Auch und gerade in Zeiten einer europäischen Währungs-, Banken- und Identitätskrise, darf eine solche Katastrophe nicht von den Medien ausgeblendet werden. Daher soll der Benefizabend „Dadaab – Paradies ist anderswo, 17.12.2011“ auch ein Versuch sein, diese humanitäre Katastrophe mehr in den Fokus der Aufmerksamkeit zu rücken.

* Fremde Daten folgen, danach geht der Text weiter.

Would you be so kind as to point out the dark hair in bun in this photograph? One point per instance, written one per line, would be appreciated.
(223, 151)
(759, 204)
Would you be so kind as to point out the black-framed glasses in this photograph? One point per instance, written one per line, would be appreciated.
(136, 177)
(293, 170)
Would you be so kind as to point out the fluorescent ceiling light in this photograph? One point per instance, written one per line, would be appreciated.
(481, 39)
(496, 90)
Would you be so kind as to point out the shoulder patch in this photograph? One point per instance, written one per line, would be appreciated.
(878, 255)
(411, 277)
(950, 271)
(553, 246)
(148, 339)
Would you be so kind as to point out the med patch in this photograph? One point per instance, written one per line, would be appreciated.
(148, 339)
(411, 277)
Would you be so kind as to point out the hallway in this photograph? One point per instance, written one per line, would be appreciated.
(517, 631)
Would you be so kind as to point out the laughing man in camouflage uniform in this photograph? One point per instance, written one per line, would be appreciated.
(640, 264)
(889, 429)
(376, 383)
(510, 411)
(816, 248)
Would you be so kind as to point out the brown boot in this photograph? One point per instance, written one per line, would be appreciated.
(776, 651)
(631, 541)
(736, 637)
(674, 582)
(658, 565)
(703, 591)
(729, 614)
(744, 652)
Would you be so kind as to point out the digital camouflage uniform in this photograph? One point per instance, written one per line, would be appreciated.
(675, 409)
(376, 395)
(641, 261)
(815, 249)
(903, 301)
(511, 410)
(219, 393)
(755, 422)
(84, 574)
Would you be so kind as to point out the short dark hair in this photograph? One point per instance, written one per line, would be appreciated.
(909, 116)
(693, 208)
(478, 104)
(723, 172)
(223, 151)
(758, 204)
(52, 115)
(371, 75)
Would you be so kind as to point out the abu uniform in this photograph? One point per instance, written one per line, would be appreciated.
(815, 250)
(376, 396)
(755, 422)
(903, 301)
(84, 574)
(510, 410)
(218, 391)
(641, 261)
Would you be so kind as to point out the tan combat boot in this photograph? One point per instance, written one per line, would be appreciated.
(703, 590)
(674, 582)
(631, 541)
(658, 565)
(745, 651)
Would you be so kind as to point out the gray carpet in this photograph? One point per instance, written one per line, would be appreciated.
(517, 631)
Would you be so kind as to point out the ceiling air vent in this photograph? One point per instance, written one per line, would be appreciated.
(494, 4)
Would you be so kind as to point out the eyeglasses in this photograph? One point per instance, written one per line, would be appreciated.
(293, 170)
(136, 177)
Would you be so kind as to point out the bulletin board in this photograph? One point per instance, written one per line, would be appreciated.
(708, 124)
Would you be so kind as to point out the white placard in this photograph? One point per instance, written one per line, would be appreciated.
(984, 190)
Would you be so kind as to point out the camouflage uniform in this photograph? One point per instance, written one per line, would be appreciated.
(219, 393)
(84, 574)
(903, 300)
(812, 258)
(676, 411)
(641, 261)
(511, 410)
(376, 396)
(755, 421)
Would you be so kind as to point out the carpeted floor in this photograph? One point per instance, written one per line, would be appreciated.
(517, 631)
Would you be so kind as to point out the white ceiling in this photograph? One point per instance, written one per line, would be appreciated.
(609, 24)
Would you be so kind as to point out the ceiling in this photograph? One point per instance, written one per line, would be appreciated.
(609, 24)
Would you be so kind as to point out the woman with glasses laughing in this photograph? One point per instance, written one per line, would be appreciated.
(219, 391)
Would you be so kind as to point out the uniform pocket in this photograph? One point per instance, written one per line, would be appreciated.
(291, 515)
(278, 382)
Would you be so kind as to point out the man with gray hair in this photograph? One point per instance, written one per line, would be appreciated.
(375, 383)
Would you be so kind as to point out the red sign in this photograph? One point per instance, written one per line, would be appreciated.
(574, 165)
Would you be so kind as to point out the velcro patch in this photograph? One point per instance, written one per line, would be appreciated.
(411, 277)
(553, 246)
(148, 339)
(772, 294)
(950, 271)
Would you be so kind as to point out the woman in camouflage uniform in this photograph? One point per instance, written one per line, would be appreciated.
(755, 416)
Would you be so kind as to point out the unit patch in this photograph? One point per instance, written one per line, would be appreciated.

Da Berlin nun einmal Berlin ist, schnürt „Dadaab – Paradies ist anderswo, 17.12.2011“ ein Paket aus Tanz, Musik, Nahrung und Bildender Kunst, Livepaintings, Sound- und Lichtinstallationen, musikalischen Performances, visuellen und interaktiven Präsentationen über Somalia, Kenia und die Krise in Dadaab.